Covid-19 a d’abord été compris comme un autre nom du virus. L’usage a spontanément été le masculin. Huit semaines plus tard, l’Académie publie une remontrance en faveur du genre féminin (pour une fois qu’un nom de calamité était masculin !).

Que covid-19 soit féminin ou masculin n’a aucune importance puisque les deux genres conviennent aux noms de maladies (un rhume, une lombalgie, un lumbago). Le choix du genre de tels codes ne présente aucun enjeu pour la langue  française.

La justification avancée est : « Les sigles et acronymes ont le genre du nom qui constitue le noyau du syntagme dont ils sont une abréviation ». Dans les exemples choisis en anglais, Bureau et Agency, ont leur équivalent direct, puisque d’origine française (comme par essence la moitié la plus savante du lexique anglais), le genre ne fait donc pas de doute en français, mais cela ne tient pas compte du fait qu’en anglais ces mots n’ont pas de genre défini. De toute façon, quand un mot est emprunté, il ne conserve pas ses caractéristiques grammaticales. Il peut changer de genre, ou de nature. Même quand la forme en est conservée, nombreux sont les noms qui changent de genre en changeant de langue, la samba est masculin en brésilien, l’ancienne monnaie allemande le mark, est die Mark en allemand, etc.

L’Académie s’appuie donc sur l’hypothèse qu’il faudrait affecter l’acronyme du genre du mot français résultant de la traduction. Le résultat n’est pas évident, puisqu’on pourrait aussi bien traduire par un nom masculin, par exemple simplement mal qui depuis longtemps sert à désigner des affections (haut mal, mal de Pott…). On peut très bien traduire par « mal du coronavirus ».

Si on prend en considération l’étymologie, disease est une forme préfixée de ease, issu du français aise,nom féminin certes, mais le véritable équivalent avec préfixe péjoratif est malaise, qui, s’il a pu être féminin est maintenant bien masculin[1].

Il n’y a donc aucune détermination automatique du genre de l’emprunt.

L’ironie est qu’à la différence de l’anglais qui n’a pas de genre grammatical pour ces mots, en latin, morbus (justement revendiqué par l’Académie) est masculin.

La justification avancée pour contredire un emploi établi prend donc un caractère arbitraire.

Le ton de la conclusion de l’Académie est modéré, au conditionnel, « l’emploi du féminin serait préférable », « le genre qui devrait être le sien », mais sous la rubrique « Emplois fautifs ». Cela est donc reçu comme injonction impérieuse de l’Autorité linguistique. En l’occurrence, cette autorité est en contradiction avec son principe constamment énoncé, de soumission à l’usage.

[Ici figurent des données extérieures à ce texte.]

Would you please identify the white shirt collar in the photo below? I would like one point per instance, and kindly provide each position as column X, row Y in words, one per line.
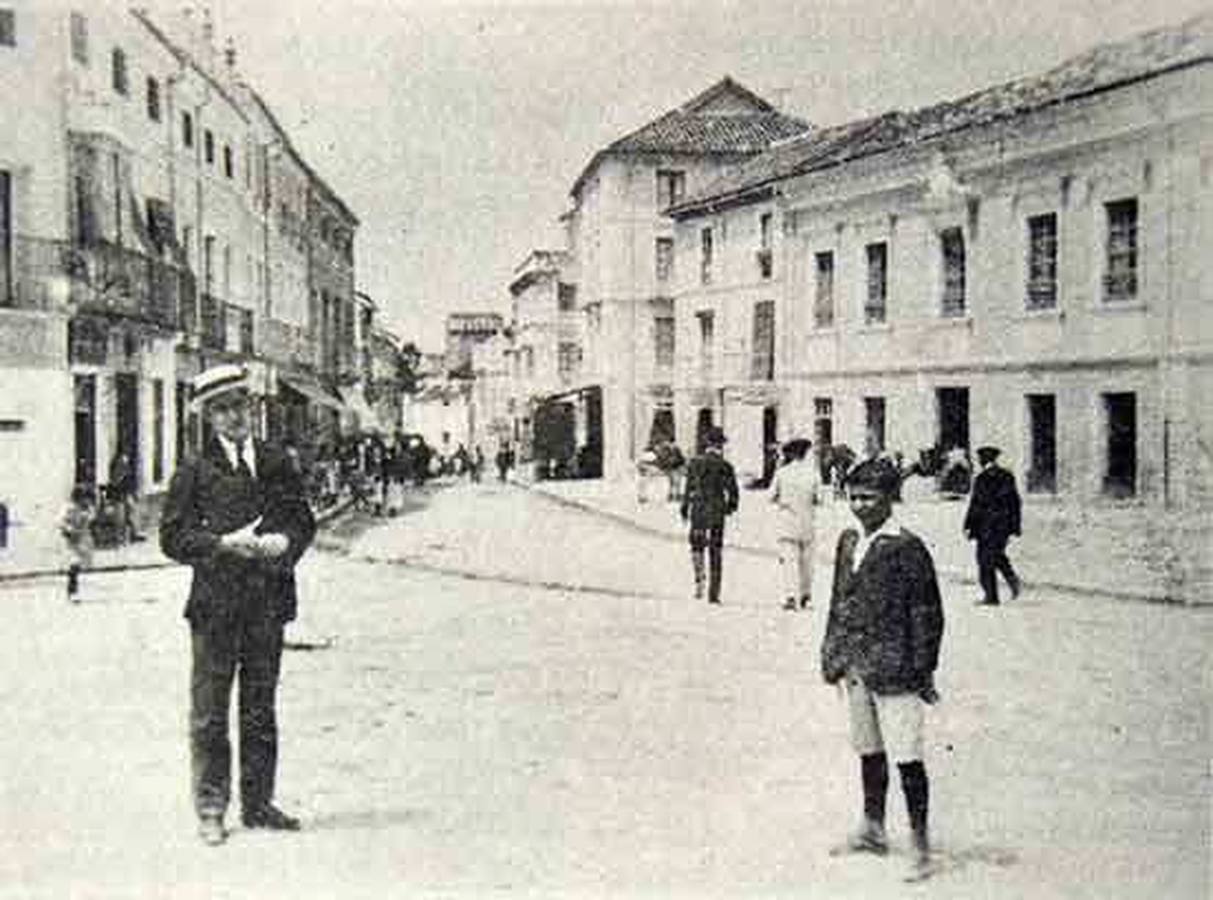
column 888, row 528
column 229, row 450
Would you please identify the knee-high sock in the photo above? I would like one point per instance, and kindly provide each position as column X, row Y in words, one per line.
column 917, row 792
column 875, row 773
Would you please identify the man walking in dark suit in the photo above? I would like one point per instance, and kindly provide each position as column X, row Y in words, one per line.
column 239, row 517
column 710, row 495
column 882, row 644
column 992, row 518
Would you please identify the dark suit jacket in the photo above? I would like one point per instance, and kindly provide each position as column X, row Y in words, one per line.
column 994, row 507
column 209, row 499
column 886, row 619
column 711, row 491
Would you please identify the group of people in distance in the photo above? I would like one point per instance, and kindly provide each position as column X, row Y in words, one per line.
column 886, row 620
column 238, row 514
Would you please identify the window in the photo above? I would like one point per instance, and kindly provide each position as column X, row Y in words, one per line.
column 823, row 422
column 873, row 425
column 1121, row 265
column 665, row 258
column 568, row 358
column 565, row 296
column 1042, row 425
column 706, row 340
column 158, row 429
column 951, row 246
column 952, row 404
column 823, row 298
column 762, row 363
column 1120, row 428
column 153, row 100
column 118, row 72
column 5, row 239
column 664, row 341
column 79, row 38
column 1042, row 261
column 766, row 262
column 671, row 187
column 875, row 305
column 84, row 388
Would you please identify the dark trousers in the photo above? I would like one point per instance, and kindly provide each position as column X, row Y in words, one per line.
column 254, row 650
column 711, row 539
column 991, row 560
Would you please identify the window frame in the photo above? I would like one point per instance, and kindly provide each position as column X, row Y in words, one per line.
column 119, row 73
column 952, row 273
column 1121, row 266
column 7, row 27
column 1042, row 258
column 824, row 289
column 870, row 295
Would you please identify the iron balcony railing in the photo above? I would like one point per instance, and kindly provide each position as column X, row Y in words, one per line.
column 47, row 274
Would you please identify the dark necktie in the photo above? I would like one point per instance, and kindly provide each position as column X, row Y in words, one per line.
column 241, row 463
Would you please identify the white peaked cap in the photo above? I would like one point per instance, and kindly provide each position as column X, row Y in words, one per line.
column 218, row 380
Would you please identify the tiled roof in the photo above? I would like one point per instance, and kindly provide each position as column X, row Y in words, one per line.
column 1102, row 68
column 700, row 127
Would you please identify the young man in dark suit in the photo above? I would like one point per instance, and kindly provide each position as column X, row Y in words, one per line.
column 882, row 642
column 994, row 516
column 239, row 517
column 710, row 495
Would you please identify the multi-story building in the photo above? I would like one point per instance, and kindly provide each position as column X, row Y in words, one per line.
column 135, row 248
column 546, row 359
column 1024, row 267
column 621, row 262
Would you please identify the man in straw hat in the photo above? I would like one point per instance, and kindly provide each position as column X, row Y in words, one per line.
column 710, row 495
column 992, row 517
column 796, row 493
column 239, row 517
column 882, row 642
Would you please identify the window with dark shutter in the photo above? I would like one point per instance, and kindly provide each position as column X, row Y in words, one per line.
column 1042, row 261
column 1121, row 265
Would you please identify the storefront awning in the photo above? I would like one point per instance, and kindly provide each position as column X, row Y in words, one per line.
column 311, row 389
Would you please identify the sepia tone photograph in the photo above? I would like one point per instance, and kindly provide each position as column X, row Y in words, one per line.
column 605, row 449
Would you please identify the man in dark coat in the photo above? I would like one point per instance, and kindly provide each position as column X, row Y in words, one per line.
column 710, row 495
column 882, row 642
column 238, row 514
column 992, row 518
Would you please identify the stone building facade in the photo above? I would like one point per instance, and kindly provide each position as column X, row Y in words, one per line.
column 1024, row 267
column 138, row 244
column 622, row 268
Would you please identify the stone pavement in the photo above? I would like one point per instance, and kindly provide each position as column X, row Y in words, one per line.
column 1131, row 552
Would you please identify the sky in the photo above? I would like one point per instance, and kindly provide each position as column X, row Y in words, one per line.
column 454, row 130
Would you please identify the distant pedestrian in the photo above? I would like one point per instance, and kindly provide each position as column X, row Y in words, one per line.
column 796, row 491
column 882, row 642
column 710, row 496
column 994, row 517
column 77, row 530
column 123, row 488
column 239, row 517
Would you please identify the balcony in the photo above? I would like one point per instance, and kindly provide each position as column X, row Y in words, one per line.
column 214, row 323
column 286, row 343
column 100, row 278
column 766, row 263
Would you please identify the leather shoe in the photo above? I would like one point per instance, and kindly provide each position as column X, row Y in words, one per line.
column 269, row 816
column 211, row 831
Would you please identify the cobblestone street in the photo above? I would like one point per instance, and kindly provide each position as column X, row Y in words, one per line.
column 497, row 694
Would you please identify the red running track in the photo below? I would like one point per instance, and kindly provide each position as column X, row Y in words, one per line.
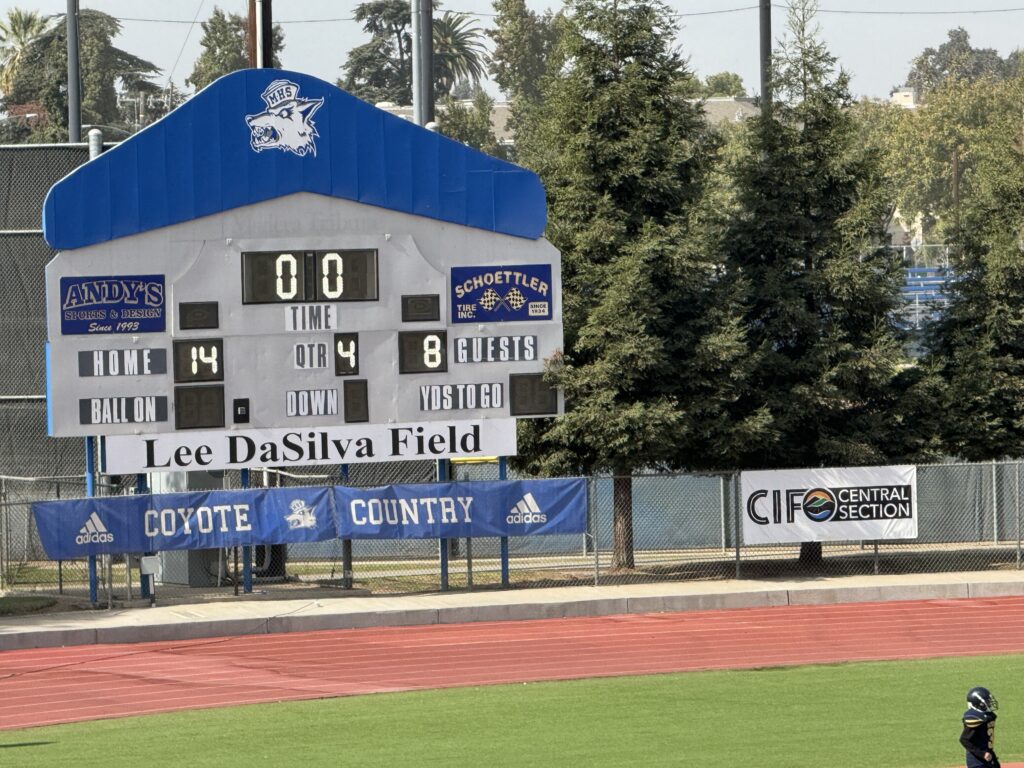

Plutôt que de semer une insécurité linguistique supplémentaire, l’occasion était belle de proposer pour l’usage dans la langue courante un vrai mot de formation classique, au lieu de cautionner un anglicisme en forme de code chiffré.

Les désignations à usage scientifique universel ont leur utilité de référence taxonomique, mais l’Académie traite de la langue, et en français, on n’utilise pas « Felis silvestris catus (Linnaeus, 1758) » pour appeler un chat « un chat ».

L’Académie n’a pas encore publié l’article « virus » dans la neuvième édition de son dictionnaire en cours d’achèvement, il est peut-être temps encore de traiter le dérivé virose comme nom de maladie, et d’y inclure coronavirose.

Ange Bizet


[1] L’ancien français a connu de multiples variantes orthographiques (Cf. La Curne de Sainte-Palaye, Dictionnaire historique de l’ancien langage françoise), et désaisé Dictionarie » de Cotgrave). Malaissé a eu le sens de malade » (1398).